My issues with Xerte:

  • linear structure of the resulting resource (I find it hard to see how one could devise an educational scenario and allow students to explore) – I couldn’t see straight away a method for creating a tree structure in the resource Table of Contents menu
    – the Articulate Slide Properties all you to go mad with branching, names, tree structures, automatic or user control of resource progress and more.

    Xerte table of contents

    Xerte table of contents

  • my Windows keyboard settings didn’t change in the Xerte editing area, too – for instance, when I changed the keyboard to French, in my Chrome Xerte window it stayed in English, so I had to use the Xerte Character Pad (at the time of writing supporting French, German, Italian, Polish, Portuguese, Spanish), which was not ideal… Not sure if this was Chrome being inflexible…
    – PowerPoint, Articulate Quizmaker and Engage will let you type in your chosen language
  • the Bullets template didn’t actually give me any bullets – just text
  • sound/narration import is limited to .mp3 (no wav or wma) – not a deal-breaker for me, but useful to flag up
    – wav is supported in Articulate alongside .mp3. In addition, a powerful audio editor is always on hand to allow you to brush up your narration until you get it perfect. This is also very helpful when updating your resources, because you don’t need to re-record everything again, but only the bits that are new.
  • image resizing is poor, although, if you set the Image size to  “full screen”, you get a magnifying glass to view the pixelated bits
    NB: choosing the “actual size” image settings will only get you into a pickle with high-res images as I could only see the top right corner of mine and no scrolling was available…
    – images in PowerPoint can be edited and modified quite significantly (cropped, re-coloured, stylised). You can change the Articulate publish settings to achieve quite crisp images in the Flash wrapper. Even better in the upcoming HTML5-supporting versions.

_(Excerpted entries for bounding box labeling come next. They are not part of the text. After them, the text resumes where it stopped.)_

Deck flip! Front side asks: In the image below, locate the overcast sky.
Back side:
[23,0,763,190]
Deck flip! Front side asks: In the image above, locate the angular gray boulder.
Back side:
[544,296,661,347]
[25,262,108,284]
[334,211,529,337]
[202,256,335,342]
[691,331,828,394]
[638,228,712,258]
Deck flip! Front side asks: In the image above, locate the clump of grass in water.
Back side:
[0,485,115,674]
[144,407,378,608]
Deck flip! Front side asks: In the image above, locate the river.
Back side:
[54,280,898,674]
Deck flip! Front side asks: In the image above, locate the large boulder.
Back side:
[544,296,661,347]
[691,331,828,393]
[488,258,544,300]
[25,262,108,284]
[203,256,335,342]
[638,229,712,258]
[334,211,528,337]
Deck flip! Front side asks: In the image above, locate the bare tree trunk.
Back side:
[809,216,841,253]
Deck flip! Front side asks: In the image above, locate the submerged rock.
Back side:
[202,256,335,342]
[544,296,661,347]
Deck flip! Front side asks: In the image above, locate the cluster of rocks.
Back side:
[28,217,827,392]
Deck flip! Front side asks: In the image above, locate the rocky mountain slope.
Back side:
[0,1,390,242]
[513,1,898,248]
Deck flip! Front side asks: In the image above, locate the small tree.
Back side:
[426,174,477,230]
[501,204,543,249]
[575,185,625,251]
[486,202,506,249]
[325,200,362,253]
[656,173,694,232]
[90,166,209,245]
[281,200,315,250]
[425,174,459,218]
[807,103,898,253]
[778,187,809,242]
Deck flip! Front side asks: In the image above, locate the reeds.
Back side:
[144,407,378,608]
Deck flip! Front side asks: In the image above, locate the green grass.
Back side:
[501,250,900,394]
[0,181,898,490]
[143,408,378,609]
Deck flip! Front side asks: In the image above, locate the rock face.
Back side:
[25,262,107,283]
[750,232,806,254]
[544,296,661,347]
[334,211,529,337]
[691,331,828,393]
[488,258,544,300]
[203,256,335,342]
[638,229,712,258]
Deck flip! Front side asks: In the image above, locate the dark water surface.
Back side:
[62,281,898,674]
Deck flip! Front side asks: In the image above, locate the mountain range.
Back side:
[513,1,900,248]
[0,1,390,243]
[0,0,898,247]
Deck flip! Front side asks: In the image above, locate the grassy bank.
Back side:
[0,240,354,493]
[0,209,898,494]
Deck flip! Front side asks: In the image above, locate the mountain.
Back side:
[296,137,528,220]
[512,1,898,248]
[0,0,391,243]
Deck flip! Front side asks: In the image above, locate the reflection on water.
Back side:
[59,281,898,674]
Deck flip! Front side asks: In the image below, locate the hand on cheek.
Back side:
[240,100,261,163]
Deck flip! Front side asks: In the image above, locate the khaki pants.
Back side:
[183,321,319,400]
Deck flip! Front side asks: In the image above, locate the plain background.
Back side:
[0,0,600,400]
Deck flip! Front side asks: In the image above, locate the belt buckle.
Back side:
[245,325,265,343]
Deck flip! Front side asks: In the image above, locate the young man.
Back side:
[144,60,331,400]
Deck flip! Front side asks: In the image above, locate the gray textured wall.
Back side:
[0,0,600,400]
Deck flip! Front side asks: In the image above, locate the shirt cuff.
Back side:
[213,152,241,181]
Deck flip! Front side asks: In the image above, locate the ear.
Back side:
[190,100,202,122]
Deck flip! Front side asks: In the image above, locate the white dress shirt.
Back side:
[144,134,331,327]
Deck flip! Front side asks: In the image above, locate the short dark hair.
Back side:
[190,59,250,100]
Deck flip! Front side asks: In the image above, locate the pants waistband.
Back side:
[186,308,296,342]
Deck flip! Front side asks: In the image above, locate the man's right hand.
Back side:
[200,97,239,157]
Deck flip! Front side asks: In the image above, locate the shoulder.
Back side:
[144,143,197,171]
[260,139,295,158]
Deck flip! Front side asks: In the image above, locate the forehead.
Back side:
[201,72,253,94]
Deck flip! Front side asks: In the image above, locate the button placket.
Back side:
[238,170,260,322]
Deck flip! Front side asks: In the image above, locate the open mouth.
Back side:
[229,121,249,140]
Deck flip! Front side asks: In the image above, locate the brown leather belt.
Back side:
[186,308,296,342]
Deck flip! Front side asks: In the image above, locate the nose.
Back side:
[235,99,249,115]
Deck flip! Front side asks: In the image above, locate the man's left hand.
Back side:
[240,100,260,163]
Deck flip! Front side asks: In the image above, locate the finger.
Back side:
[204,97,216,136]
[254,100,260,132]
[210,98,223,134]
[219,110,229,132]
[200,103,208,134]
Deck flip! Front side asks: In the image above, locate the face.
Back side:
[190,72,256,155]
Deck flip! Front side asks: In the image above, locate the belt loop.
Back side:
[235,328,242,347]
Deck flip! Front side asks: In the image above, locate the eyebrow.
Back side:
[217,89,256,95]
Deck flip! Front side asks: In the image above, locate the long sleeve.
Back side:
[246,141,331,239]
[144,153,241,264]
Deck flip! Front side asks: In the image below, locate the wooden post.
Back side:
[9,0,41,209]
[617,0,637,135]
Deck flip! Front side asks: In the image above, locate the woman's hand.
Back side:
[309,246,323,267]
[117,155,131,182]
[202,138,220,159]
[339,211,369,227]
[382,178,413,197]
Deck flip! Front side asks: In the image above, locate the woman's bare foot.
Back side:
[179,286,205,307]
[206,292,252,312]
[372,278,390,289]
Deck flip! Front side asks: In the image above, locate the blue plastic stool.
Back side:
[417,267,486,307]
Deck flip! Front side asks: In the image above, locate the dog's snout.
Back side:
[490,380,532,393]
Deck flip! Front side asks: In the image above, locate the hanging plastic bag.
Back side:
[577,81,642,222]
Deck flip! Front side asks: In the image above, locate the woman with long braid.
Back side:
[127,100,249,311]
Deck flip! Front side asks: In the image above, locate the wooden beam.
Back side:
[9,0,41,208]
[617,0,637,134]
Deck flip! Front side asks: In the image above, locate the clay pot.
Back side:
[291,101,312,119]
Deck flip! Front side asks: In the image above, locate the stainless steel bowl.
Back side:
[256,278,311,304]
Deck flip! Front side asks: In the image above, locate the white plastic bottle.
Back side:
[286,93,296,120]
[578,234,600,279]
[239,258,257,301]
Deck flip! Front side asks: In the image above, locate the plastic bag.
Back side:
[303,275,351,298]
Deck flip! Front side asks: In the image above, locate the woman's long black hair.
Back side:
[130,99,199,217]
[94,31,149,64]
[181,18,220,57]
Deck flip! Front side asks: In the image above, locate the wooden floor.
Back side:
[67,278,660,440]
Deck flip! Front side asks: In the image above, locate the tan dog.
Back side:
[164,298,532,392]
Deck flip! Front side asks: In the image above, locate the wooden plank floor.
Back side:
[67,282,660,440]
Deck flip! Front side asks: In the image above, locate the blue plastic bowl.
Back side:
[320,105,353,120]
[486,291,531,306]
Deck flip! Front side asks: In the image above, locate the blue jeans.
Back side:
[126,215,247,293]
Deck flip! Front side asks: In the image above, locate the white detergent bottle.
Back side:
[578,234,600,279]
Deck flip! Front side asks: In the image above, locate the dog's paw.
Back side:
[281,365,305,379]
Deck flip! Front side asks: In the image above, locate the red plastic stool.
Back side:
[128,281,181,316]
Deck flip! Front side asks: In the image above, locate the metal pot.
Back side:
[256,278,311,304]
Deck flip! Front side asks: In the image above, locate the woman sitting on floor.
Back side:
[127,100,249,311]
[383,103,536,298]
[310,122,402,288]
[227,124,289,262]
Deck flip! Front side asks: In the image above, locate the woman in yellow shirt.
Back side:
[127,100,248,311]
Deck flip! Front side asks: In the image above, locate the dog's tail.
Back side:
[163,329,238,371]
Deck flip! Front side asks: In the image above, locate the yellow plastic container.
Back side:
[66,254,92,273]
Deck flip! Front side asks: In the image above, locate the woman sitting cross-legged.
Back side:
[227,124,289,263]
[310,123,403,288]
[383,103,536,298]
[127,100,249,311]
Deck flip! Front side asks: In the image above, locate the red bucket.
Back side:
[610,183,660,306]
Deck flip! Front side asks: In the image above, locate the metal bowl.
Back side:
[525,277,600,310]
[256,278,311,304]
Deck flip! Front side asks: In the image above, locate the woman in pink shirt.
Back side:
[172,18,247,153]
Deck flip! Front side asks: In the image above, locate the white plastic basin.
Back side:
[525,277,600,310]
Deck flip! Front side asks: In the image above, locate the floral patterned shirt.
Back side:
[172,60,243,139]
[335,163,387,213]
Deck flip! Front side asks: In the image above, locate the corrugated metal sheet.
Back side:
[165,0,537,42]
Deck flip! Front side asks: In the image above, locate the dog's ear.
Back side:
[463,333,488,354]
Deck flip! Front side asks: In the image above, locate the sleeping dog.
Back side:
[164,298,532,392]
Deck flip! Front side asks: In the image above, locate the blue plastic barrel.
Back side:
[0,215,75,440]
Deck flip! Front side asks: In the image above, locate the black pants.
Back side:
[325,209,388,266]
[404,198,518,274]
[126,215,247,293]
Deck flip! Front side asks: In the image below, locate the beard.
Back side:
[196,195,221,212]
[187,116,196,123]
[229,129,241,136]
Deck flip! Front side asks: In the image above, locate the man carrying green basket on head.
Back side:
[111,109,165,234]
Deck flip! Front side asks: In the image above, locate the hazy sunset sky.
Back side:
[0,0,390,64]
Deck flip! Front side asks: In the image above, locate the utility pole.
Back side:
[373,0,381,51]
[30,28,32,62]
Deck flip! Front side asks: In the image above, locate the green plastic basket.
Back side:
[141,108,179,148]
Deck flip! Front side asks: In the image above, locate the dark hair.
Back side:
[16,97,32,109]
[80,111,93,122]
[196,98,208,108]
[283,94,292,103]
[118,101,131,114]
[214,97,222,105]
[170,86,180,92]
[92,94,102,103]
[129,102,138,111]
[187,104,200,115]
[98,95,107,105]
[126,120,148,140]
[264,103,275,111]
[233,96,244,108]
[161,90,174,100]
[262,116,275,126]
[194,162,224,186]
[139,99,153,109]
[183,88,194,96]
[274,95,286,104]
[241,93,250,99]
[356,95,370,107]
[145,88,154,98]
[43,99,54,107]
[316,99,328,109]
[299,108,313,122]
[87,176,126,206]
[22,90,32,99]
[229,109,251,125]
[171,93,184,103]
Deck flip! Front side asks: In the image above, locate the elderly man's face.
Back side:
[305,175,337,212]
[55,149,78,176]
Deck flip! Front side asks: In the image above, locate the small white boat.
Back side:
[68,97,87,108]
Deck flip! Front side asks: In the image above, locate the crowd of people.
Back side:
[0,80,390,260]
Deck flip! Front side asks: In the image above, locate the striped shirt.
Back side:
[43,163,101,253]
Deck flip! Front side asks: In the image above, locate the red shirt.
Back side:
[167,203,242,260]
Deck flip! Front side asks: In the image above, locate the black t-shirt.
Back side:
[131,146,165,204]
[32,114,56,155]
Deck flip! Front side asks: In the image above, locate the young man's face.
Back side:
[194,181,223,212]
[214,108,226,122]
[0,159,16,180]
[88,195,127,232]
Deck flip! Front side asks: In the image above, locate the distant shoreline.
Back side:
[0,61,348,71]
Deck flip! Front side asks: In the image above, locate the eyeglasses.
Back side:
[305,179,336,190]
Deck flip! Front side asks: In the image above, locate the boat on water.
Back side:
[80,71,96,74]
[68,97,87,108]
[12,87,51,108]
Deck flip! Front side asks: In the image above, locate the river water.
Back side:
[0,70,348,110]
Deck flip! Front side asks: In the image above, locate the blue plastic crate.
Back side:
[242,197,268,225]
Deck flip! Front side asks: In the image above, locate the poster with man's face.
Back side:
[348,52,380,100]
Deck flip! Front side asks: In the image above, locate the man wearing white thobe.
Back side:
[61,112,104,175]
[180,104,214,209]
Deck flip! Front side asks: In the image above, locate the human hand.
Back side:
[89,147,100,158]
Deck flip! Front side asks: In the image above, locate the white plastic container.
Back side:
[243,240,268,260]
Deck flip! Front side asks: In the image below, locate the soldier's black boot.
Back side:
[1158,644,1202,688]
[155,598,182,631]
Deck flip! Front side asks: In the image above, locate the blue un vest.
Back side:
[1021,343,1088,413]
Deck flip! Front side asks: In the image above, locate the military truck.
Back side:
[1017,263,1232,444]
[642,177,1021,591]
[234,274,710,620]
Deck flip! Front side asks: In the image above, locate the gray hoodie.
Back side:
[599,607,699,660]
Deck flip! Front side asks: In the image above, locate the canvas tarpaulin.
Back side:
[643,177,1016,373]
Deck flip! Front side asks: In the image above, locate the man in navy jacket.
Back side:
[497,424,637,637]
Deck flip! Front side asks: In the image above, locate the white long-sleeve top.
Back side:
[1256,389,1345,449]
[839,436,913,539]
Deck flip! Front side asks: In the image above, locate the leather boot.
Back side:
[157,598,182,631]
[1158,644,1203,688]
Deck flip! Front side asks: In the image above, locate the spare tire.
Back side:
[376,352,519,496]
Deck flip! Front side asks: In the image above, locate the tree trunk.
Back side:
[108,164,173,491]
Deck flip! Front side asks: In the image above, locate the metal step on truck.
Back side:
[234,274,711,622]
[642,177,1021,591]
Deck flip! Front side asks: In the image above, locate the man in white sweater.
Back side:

    Image inserted with "full screen" setting

    Image inserted with "full screen" setting

  • in fact, I have found that images in general are a bit tricky in Xerte unless you’ve resized them yourself beforehand:
    • leave them on “auto” and you can’t really work out what they’re about anymore, particularly in the case of software screenshots
    • set them to “full screen” and they will cover text that is supposed to appear next to/above/below them
  • audio sync-ing with text and images which is possible in some of the templates (see the Highlights section above) can only be done up to the nearest integer – so no chance of text being highlighted at 2.3 seconds into your narration – you’ll have to live with 2 seconds and so slightly out of sync…
    – not an issue in Articulate if you’re happy to use animations in PowerPoint.
  • the Morph Image is also quite interesting because you can fool people into thinking they’re zooming into a live image … now what do I think of this? Personally, I would much rather use a high-res image and an online service similar to or GigaPan and embed the result into a webpage through the Embed Content template, although it worked with the embed URL but not the Embed Code for my Zoom-it example… (see above)
    – you can use the Web Object tool in Articulate to embed such resources. For some you may have to set up separate html files, others (e.g. YouTube) will come in directly.


I think this post is probably the longest I’ve ever done, so I’ll try and keep this short.. ha! (and I don’t blame Apple for this, btw.) So how do I feel about Xerte and how does it sit next to Articulate?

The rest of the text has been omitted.